What is Cold Brew?
I have been receiving some queries from my tea friends on how to properly cold brew tea.
Personally I am a big fan of this tea brewing method as it gives you a unique tasting experience and you get to know a different, relaxed side of your favorite tea.
When you brew tea hot, over 400 different components are released into the water and some of them are released quicker at higher temperature. You will have noticed that if you brew a hot tea at a too high temperature or for too long it becomes bitter. Not so with cold brew tea, which will be more mellow, more balanced and sweeter as the high temperature components are less dominant.
Cold brewing gives you a whole new range of preparing tea. But you will need patience, as this is not your quick tea bag dunk for 2 minutes. Good cold brew tea will take several hours, if not even overnight to release the wonderful magic that is cold brew tea.
Which Teas are Best for Cold Brewing?
The method of cold brewing is hot here in Asia and there are amazing varieties of this process. The question, I get most is: What type of tea is best suited for cold brew? If you use your favorite green or black tea you will notice less astringency and the tea will be more mellow and smooth. I personally like to cold brew Oolong teas or White teas. You’ll see that the fruit or flower character of your tea will come out more intense. My best experience has been with Taiwanese Mountain Oolongs – mmmm.
Get the Timing Right With These Simple Tips
The right brewing time will also be important. Japanese green teas will only need 2-4 hours.

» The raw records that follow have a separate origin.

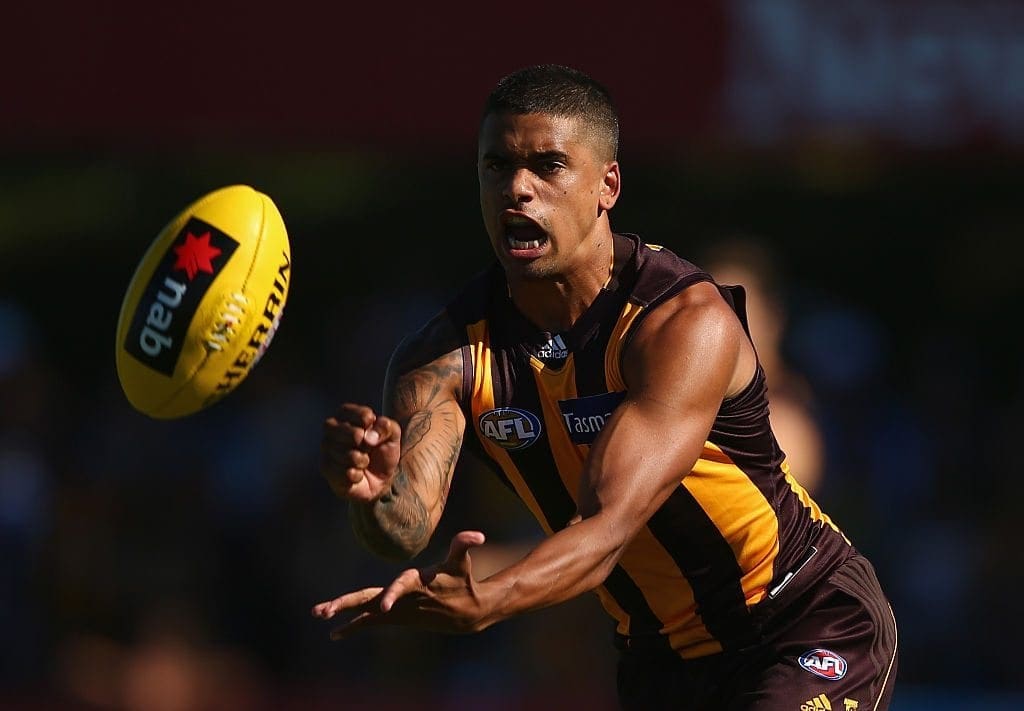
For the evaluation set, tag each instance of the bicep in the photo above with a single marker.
(679, 368)
(422, 392)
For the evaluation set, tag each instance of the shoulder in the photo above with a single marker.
(696, 311)
(696, 334)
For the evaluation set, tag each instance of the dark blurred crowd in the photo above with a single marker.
(153, 565)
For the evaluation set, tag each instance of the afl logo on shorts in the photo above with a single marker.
(824, 663)
(510, 428)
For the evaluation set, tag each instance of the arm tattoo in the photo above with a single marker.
(395, 526)
(399, 524)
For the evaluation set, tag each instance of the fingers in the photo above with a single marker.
(367, 619)
(463, 541)
(458, 559)
(407, 582)
(351, 600)
(383, 429)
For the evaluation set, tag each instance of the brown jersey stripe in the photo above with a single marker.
(815, 511)
(536, 465)
(613, 353)
(685, 530)
(551, 505)
(741, 513)
(552, 386)
(482, 400)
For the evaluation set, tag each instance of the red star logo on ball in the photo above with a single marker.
(196, 255)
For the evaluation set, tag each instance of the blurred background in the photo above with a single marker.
(857, 165)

For some delicate ones, even less. Oolong teas are in the middle range of 6 hours, while white and black tea are best when left for at least 8 hours to cold brew.
Make Water Quality a Top Priority
There a few important thing to remember when cold brewing tea. Water quality is of utmost importance, so I would only recommend the best spring water you can find. Remember you are not boiling your water so your tea and your water will only interact on a cold water stage so best water quality is a must.

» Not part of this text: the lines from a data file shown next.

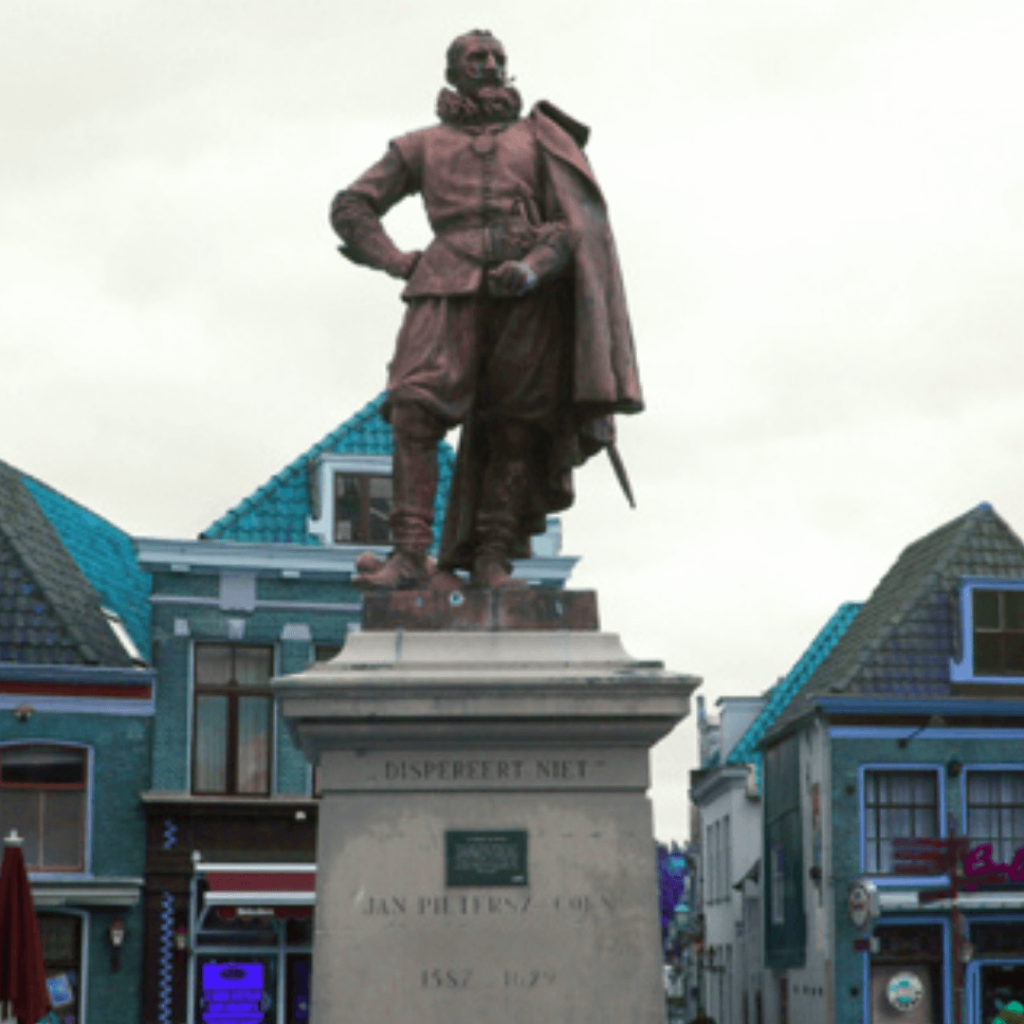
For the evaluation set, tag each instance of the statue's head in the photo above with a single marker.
(476, 62)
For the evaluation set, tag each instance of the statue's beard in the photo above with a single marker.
(493, 103)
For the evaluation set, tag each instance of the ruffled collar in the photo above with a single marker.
(498, 107)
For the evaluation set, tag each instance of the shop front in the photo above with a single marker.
(995, 974)
(250, 943)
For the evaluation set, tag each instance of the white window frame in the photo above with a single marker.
(900, 768)
(963, 671)
(328, 466)
(86, 870)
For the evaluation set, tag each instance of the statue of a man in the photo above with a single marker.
(515, 324)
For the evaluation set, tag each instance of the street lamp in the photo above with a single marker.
(116, 933)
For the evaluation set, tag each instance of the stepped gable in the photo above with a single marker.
(280, 511)
(745, 751)
(49, 611)
(901, 643)
(104, 554)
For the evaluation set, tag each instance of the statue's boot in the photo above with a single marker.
(416, 433)
(503, 499)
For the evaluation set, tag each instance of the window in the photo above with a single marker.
(777, 885)
(60, 936)
(726, 858)
(997, 617)
(42, 795)
(232, 719)
(897, 804)
(361, 508)
(995, 812)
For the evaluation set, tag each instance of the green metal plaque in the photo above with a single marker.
(485, 858)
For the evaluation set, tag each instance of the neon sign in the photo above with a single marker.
(980, 869)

Tips For Getting the Funk (The Bad Kind) Out of Your Tea
I would also recommend you rinse the tea leaves before you put them into cold water. Some teas might still have some insecticide or bacteria on them. To be safe you can also briefly soak your tea leaves in hot water to remove these impurities. I would recommend this method for all infusions and certified organic teas.
Another item to remember is that you will need an airtight container. The best would be a very clean glass container. You can see the color of your tea and will get a sense of the intensity of the flavor profile as time goes by. If you leave your tea brewing overnight in the fridge, if not airtight, your tea will taste like whatever is in your fridge.
So with that, grab some good water and good tea leaves and start cold brewing some tea! You will be amazed how smooth the taste will be. In one of my next blog posts, I will show you another ‘hot’ trend : Infusing vodka with tea!